L’origine du terme “zététique” gravite autour de la philosophie sceptique enseignée par Pyrrhon au IIIème siècle avant J-C. Les sceptiques étaient parfois surnommés “zetetikoi” : ceux qui cherchent. En France, le terme est ravivé par le physicien Henri Broch, qui crée en 1998 le Laboratoire de zététique dans la Faculté des sciences de Nice. « Art du doute », « hygiène préventive du jugement », « pensée critique » ou encore « autodéfense intellectuelle », la zététique est d’abord l’usage d’une méthode d’investigation scientifique pour analyser les phénomènes réputés étranges, paranormaux ou surnaturels. La démarche est simple et rigoureuse : on recherche la source de l’information, on teste à nouveau lorsque cela est possible, on expérimente, on égraine les hypothèses, on analyse les preuves. En clair, on use de l’attirail du scientifique pour produire une analyse rigoureuse afin d’expliquer un phénomène. On pourrait croire alors que les zététiciens sont tout simplement des scientifiques qui s’intéressent aux phénomènes paranormaux.

Mais ce nouveau terme introduit, zététique, contient une nuance non négligeable. En effet, deux recherches peuvent appliquer la même démarche critique mais aboutir à un résultat qui n’aura absolument pas le même impact. L’étude d’un végétal endémique de Madagascar n’aura pas le même retentissement qu’une étude sur l’efficacité de l’homéopathie. Le terme zététique comprend, au-delà de la démarche sceptique, la prise en compte de la charge affective contenue dans les sujets étudiés. La précaution est de rigueur lorsqu’on analyse des phénomènes sur lesquels certaines personnes ont fondé leur existence et le sens de leur vie. En d’autres termes, il s’agit de prendre des pincettes lorsque l’on touche à des sujets sensibles.

Se faire son opinion

La zététique s’attèle sans crainte à tous les sujets qui sortent de l’ordinaire, des légendes urbaines à l’astrologie, en passant par les coupeurs de feu. La finalité des recherches n’est pas un positionnement moral ou prescripteur, une fois le sujet éclairé, c’est à tout un chacun de se faire une opinion. Il ne s’agit pas de dire aux gens quoi faire mais de leur donner toutes les informations nécessaires pour qu’ils puissent faire des choix éclairés.
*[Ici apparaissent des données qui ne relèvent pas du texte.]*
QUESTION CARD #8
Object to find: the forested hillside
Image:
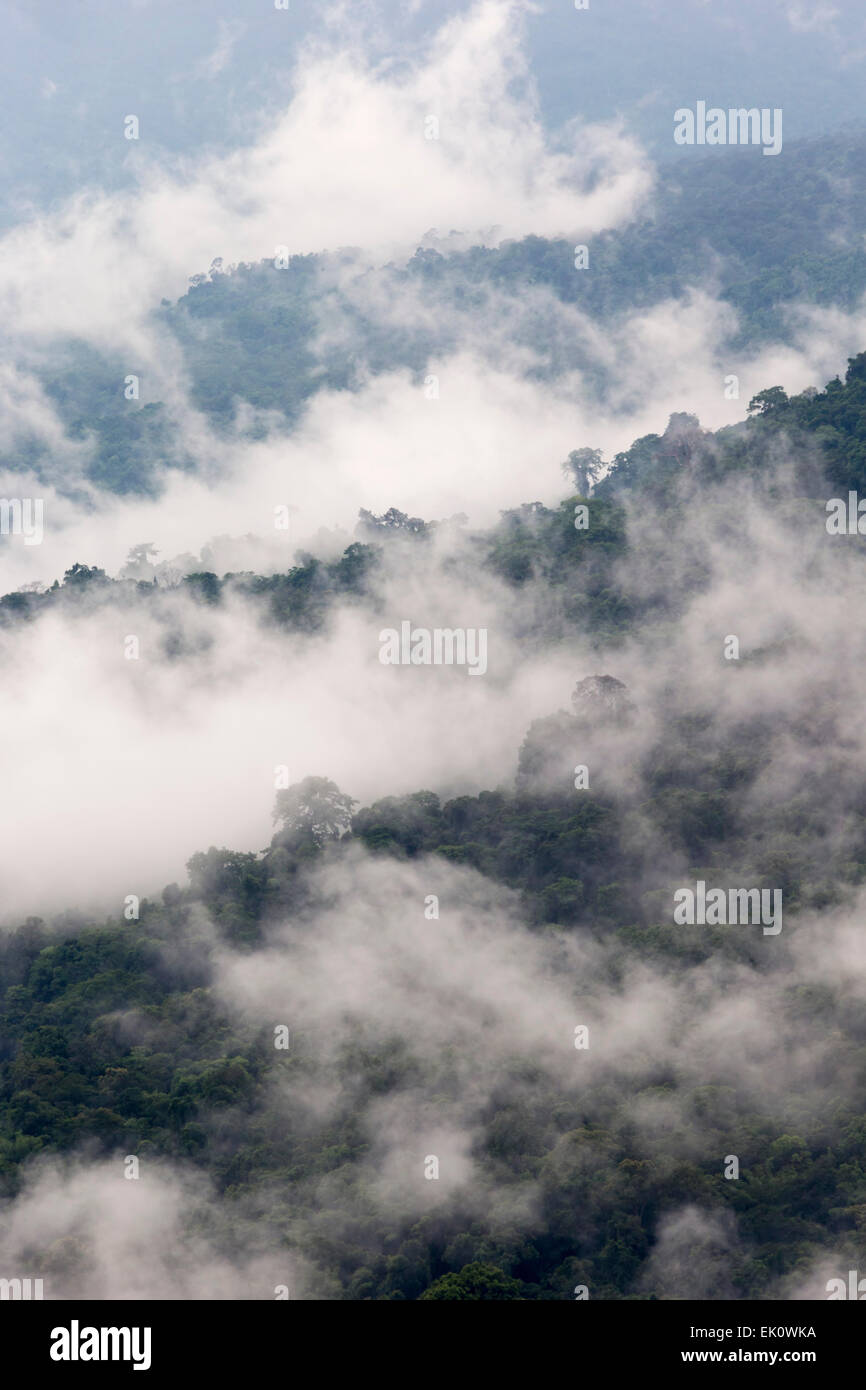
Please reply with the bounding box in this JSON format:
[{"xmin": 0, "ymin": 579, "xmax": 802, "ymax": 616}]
[
  {"xmin": 0, "ymin": 361, "xmax": 866, "ymax": 1300},
  {"xmin": 10, "ymin": 132, "xmax": 866, "ymax": 495}
]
Aujourd’hui la pratique s’est étendue à la vérification d’informations plus ordinaires et communes, et à l’éducation à la pensée critique méthodique. Ce tournant offre de nouveaux objets d’études, et ses outils spécifiques, tels que la rhétorique ou encore la linguistique.
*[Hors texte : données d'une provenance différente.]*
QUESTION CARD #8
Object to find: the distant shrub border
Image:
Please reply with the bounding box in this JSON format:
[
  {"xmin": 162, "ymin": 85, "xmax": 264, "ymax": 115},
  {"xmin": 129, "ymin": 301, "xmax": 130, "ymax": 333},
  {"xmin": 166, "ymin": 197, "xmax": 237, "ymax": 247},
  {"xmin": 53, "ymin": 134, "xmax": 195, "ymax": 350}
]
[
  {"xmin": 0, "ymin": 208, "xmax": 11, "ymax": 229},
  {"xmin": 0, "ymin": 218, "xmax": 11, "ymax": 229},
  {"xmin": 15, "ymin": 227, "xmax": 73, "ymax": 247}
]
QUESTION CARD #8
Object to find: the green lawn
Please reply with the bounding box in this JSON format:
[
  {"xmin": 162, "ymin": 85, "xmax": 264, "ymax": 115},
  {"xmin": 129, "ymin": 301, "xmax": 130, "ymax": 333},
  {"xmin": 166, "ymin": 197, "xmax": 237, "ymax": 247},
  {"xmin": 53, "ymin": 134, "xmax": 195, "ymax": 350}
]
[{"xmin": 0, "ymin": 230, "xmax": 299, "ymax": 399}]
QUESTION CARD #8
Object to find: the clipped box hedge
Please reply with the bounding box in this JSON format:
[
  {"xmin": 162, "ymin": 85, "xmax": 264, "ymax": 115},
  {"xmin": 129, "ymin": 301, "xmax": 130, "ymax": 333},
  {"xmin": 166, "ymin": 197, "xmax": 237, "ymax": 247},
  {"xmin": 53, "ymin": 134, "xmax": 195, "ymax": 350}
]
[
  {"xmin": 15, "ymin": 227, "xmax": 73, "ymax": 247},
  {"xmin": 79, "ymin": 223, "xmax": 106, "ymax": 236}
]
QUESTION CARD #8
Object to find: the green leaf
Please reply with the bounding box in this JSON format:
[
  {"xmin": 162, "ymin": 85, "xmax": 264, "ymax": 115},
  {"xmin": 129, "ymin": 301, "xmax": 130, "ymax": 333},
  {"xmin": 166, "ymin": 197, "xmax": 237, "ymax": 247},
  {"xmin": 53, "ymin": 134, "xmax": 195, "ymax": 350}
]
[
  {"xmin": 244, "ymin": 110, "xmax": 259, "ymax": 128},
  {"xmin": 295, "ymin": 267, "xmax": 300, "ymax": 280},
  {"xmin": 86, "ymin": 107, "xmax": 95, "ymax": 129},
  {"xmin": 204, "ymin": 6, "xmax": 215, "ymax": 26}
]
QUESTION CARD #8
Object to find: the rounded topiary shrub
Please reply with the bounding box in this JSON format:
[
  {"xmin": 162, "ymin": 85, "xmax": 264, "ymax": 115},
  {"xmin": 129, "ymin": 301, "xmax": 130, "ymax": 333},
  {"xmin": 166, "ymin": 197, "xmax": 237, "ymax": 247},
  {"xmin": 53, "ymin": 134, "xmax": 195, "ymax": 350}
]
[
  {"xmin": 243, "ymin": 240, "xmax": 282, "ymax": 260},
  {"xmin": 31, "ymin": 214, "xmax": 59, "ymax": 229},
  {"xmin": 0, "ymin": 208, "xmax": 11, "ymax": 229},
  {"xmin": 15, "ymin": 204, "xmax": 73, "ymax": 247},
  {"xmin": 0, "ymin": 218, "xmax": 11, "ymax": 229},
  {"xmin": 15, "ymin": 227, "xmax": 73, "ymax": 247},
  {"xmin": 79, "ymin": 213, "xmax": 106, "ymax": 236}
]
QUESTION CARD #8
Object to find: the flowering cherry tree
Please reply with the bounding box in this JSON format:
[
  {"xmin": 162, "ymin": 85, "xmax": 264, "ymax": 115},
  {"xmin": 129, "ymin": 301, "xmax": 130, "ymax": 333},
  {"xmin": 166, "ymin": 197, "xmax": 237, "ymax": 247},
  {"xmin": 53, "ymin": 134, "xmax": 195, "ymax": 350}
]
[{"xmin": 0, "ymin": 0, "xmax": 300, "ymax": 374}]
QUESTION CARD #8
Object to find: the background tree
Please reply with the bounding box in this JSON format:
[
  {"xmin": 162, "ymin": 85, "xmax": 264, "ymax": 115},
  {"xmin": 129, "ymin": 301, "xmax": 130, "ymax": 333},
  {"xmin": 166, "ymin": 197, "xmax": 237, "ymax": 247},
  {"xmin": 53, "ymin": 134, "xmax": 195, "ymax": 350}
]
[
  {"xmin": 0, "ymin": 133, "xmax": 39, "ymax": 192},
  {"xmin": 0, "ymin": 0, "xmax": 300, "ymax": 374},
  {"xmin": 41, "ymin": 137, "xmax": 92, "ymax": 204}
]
Dessin de Simon Derbier : son travail est à découvrir ici.

Concrètement, que nous apprend la zététique ?

La zététique mobilise un grand nombre d’outils qui permettent de faire fonctionner l’esprit critique. Prenons par exemple un biais cognitif plutôt connu : “l’effet Barnum”. Ce biais emprunte son nom à Phineas Taylor Barnum, célèbre entrepreneur américain connu pour ses freak shows et son cirque éponyme. En période de vache maigre pour ses affaires, Barnum avait mis en place des prestations de “lecture à froid”. Il prétendait pouvoir lire la personnalité de ses spectateurs en les observant. Aussi appelé “effet Forer”, du nom du psychologue qui a percé à jour ce biais cognitif, son utilisation la plus courante est attribuée aux astrologues et aux médiums. Basé sur la validation subjective, il induit toute personne à percevoir une description vague de sa personnalité comme étant juste et spécifique.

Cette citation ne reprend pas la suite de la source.